Das Buch ist in 13 Hauptkapitel und 3 weitere spezielle Workflow-Artikel aufgebaut.

Die Hauptkapitel

  • Die ersten Schritte
  • z.B. Warum Lightroom, das Prinzip, Shortcuts, erste Schritte
  • Kataloge und Bildimport
    z.B. Bildarchiv, Importvorgaben, Tethering, Kataloginhalte verknüpfen
  • Bibliothek und Bildorganisation
    z.B. Bilder beurteilen, Sammlungen, virtuelle Kopien, verschiedene Ansichten
  • Bilder mit Metadaten verwalten
    z.B. Verschlagworten, automatische Sammungen, Karte-Modul, GPS Daten
  • Die Basisentwicklung
    z.B. Grundentwicklung, Licht- und Schattenkontrast, Ausrichten, Farbstiche entfernen
  • Entwicklungsworkflow
    z.B. Entwicklungsstrategien, Bildvarianten, Entwicklungsvorgaben, Softproof
  • Motivgerechte Entwicklung
    z.B. Bereichsreparatur, Perspektivenkorrektur, Partielle Korrekturen
  • Lightroom im Austausch
    z.B. Pflichteinstellungen, Panoramabild, Bildmontage, HDR
  • Fotobücher erstellen
    z.B. Das Fotobuch-Modul, Layouts erstellen
  • Exportieren und veröffentlichen
    z.B. Exportvorgaben, Bilder in der Cloud, Veröffentlichungsdienste
  • Diashow-Präsentation
    z.B. Bildauswahl präsentieren, Dias als JPG, Individuelle Diatexte
  • Bilder ausdrucken
    z.B. Fine-Art-Prints, Bildpakete
  • Im Web präsentieren
    z.B. Flash-Galerien, Webgalerie, Airtight

Die Workflow-Kapitel

Die Workflow Artikel beschreiben jeweils sehr ausführlich einen Workflow zu einem bestimmten Gebiet.
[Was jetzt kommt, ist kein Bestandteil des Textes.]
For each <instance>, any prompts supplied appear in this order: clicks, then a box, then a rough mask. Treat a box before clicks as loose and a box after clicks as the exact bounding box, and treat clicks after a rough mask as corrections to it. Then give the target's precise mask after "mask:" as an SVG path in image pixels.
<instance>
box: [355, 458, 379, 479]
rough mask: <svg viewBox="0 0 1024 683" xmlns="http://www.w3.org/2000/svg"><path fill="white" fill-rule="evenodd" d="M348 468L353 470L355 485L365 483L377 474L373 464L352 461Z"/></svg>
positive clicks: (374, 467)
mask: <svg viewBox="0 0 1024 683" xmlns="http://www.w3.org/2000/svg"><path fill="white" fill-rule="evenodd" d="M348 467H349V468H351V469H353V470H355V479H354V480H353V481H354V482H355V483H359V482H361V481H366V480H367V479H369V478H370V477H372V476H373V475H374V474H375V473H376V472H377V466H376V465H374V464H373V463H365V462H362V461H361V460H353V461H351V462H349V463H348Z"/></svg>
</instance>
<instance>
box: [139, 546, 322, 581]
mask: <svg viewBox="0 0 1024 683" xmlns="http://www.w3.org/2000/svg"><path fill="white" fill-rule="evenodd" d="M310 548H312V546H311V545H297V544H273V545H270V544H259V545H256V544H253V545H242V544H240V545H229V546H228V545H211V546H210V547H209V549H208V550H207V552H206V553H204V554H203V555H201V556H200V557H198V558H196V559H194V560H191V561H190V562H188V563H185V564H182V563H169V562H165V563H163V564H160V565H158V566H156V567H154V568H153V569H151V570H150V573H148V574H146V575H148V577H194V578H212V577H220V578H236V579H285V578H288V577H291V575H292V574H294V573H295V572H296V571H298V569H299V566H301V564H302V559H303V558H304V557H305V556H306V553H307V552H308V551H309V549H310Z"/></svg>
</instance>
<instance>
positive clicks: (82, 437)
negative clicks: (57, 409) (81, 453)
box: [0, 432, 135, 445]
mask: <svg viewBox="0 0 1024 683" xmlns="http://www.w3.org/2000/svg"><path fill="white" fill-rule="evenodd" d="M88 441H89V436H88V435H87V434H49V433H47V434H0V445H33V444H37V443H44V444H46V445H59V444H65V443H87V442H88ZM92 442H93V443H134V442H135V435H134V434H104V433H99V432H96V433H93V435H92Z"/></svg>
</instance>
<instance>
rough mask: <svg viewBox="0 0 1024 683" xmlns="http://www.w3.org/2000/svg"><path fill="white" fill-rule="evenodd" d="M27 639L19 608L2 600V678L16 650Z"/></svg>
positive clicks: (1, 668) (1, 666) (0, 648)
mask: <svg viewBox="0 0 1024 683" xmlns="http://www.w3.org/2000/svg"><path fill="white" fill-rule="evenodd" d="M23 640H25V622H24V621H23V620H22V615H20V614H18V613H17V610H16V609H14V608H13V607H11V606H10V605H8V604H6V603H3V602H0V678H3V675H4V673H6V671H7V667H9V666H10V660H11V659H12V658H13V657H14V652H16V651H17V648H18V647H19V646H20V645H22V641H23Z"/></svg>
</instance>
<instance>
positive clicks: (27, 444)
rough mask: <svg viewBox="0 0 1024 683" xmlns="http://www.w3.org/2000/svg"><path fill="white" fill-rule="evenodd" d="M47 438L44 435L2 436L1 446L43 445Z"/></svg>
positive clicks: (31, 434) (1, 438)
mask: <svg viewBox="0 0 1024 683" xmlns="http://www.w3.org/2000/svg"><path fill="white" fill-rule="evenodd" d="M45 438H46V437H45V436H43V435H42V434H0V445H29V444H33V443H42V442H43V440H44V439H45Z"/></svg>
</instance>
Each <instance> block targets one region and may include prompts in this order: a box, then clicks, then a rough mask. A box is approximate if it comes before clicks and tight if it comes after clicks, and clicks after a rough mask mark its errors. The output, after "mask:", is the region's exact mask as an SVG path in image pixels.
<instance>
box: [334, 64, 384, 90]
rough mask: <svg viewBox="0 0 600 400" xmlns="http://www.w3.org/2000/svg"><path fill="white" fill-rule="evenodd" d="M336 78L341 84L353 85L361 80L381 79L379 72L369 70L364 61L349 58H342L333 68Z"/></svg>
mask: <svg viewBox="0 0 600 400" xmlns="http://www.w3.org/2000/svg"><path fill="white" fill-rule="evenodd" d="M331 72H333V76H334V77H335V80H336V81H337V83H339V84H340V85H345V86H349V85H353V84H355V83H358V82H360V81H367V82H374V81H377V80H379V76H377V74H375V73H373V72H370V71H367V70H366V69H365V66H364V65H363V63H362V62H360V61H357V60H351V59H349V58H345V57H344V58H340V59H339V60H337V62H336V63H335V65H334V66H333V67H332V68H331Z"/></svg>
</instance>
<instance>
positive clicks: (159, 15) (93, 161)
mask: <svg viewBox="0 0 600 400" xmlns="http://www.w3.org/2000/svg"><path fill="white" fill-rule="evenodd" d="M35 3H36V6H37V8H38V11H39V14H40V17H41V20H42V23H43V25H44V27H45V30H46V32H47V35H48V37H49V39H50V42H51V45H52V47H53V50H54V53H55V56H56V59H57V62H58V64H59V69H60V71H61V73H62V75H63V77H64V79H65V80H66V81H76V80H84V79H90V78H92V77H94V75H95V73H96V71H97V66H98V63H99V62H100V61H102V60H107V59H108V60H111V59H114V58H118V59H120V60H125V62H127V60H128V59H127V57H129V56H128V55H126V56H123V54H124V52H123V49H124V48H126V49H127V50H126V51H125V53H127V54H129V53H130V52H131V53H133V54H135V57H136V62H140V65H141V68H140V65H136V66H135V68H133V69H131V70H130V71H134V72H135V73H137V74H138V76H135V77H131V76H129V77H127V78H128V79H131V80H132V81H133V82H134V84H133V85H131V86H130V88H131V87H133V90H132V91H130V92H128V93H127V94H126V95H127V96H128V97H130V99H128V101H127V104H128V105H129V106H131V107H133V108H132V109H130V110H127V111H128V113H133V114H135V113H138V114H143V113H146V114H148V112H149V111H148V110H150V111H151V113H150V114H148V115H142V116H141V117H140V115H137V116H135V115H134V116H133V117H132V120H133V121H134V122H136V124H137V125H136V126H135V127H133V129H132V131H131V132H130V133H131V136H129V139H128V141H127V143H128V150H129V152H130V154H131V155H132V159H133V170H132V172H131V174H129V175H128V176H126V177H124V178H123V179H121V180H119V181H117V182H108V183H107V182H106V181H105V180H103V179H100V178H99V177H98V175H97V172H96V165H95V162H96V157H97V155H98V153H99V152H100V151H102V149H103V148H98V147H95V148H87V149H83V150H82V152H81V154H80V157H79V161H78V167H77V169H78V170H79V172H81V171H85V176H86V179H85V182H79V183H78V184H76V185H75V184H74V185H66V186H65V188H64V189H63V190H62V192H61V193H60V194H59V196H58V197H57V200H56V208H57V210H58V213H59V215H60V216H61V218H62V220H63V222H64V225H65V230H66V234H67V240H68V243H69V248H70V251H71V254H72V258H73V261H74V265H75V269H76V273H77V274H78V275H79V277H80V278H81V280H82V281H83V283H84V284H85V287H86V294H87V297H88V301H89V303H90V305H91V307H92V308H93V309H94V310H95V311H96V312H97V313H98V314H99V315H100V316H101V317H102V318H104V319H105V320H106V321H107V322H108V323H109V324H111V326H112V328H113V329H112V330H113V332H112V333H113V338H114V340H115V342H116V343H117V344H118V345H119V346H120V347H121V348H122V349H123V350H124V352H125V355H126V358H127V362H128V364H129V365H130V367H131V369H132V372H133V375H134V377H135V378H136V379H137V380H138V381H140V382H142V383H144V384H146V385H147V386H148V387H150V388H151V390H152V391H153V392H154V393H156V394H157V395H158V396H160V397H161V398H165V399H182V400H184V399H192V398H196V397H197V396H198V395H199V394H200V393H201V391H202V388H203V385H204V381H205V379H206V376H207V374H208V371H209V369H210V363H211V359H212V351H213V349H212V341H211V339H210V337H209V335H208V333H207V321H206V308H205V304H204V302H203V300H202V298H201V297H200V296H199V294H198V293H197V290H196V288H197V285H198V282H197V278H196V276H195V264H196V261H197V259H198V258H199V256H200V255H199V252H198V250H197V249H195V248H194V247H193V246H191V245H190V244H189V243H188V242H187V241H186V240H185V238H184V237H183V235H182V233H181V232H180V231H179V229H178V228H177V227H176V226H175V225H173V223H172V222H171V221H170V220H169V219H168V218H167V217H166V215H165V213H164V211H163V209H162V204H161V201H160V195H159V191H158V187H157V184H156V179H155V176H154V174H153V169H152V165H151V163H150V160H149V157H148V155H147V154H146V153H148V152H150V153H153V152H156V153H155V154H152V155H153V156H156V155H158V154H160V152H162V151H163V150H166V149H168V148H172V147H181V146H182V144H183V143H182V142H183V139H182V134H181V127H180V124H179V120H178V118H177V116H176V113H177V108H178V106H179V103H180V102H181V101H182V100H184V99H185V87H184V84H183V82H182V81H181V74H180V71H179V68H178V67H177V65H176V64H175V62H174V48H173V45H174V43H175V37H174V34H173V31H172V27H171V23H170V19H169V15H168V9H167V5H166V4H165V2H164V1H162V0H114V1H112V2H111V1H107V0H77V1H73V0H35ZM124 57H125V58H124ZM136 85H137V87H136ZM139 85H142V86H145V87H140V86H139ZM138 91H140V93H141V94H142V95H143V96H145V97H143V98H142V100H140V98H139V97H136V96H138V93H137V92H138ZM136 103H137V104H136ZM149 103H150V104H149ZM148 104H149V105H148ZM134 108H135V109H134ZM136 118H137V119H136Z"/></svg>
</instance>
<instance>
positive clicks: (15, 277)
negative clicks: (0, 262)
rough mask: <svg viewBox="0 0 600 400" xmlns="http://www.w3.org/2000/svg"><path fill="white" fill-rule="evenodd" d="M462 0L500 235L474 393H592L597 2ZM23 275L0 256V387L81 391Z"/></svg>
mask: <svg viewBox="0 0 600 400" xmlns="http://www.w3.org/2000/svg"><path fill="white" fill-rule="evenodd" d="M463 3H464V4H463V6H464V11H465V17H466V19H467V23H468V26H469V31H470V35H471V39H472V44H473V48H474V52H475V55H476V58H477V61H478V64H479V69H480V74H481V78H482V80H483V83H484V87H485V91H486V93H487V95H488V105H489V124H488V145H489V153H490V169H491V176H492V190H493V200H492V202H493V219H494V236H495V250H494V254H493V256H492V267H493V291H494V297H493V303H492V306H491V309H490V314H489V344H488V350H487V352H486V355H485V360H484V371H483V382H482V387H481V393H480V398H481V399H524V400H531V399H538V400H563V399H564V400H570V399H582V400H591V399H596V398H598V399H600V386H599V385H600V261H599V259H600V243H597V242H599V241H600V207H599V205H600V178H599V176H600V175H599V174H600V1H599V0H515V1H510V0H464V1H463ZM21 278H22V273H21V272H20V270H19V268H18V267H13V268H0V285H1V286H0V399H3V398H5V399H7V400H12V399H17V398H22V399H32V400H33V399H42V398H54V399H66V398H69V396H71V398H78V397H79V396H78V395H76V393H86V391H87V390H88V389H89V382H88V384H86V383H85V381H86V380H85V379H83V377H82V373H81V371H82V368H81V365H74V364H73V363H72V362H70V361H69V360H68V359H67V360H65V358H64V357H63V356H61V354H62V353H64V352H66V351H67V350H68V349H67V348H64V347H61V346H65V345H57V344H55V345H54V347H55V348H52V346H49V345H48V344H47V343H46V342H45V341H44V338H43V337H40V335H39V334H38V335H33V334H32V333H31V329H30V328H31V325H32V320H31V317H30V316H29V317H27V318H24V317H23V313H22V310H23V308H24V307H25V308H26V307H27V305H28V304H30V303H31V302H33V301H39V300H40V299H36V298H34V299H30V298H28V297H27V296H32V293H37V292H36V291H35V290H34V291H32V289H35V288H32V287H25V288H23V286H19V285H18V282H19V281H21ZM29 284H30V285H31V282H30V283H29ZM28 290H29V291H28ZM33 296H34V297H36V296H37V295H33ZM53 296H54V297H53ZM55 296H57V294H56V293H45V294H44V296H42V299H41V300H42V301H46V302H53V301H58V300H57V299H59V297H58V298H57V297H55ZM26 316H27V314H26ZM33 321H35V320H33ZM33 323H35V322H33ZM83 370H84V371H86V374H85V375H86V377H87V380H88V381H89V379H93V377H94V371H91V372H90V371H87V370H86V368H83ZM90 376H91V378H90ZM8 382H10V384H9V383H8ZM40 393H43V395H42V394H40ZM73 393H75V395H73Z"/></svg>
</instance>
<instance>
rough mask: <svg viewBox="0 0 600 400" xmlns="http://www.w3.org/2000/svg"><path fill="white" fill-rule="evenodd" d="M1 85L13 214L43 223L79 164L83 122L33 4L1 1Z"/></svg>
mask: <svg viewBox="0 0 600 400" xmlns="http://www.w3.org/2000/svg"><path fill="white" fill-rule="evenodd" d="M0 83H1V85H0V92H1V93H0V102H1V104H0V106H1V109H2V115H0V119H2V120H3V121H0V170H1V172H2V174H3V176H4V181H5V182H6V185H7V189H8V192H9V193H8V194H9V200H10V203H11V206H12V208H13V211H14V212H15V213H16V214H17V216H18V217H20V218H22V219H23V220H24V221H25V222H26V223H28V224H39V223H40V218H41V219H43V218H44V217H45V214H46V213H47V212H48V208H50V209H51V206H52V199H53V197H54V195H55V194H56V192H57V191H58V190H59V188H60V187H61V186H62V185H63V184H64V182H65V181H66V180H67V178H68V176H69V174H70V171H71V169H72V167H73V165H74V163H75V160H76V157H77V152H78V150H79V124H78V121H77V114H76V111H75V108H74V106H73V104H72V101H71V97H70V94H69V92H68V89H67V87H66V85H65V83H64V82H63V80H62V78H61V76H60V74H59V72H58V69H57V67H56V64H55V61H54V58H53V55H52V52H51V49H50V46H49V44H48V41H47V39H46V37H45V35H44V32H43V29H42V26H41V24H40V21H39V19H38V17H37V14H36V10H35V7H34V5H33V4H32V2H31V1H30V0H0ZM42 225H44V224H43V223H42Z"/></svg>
Hier geht Maike individuell auf die bestimmten Besonderheiten ein und zeigt mit praxisnahen Beispielen Lösungen auf.

  • Lightroom-Workflow: Reisefotografie
    z.B. nach Etappen sortieren, GPS und Kartenmodul
  • Lightroom-Workflow: Reportagekatalog
    z.B. organisierter Import und schnelle Bildauswahl
  • Lightroom-Workflow: Portraits
    z.B. Import mit Vorgaben und Weißabgleich

 

Fazit

Durch den großen allgemeinen Teil lernt man Lightroom ausführlich kennen. In den drei Workflow-Kapiteln sieht man direkt passende und reale Anwendungsfälle dazu und kann so direkt nachvollziehen was Lightroom alles kann (und auch wo die Grenzen sind).
Im Buch befinden sich insgesamt über 100 Workshops, die Lightroom sehr anschaulich erklären.

Für Lightroom-Einsteiger und Fortgeschrittene Leser ein empfehlenswertes Buch, dass sowohl einen guten Überblick verschafft aber auch etwas tiefer geht.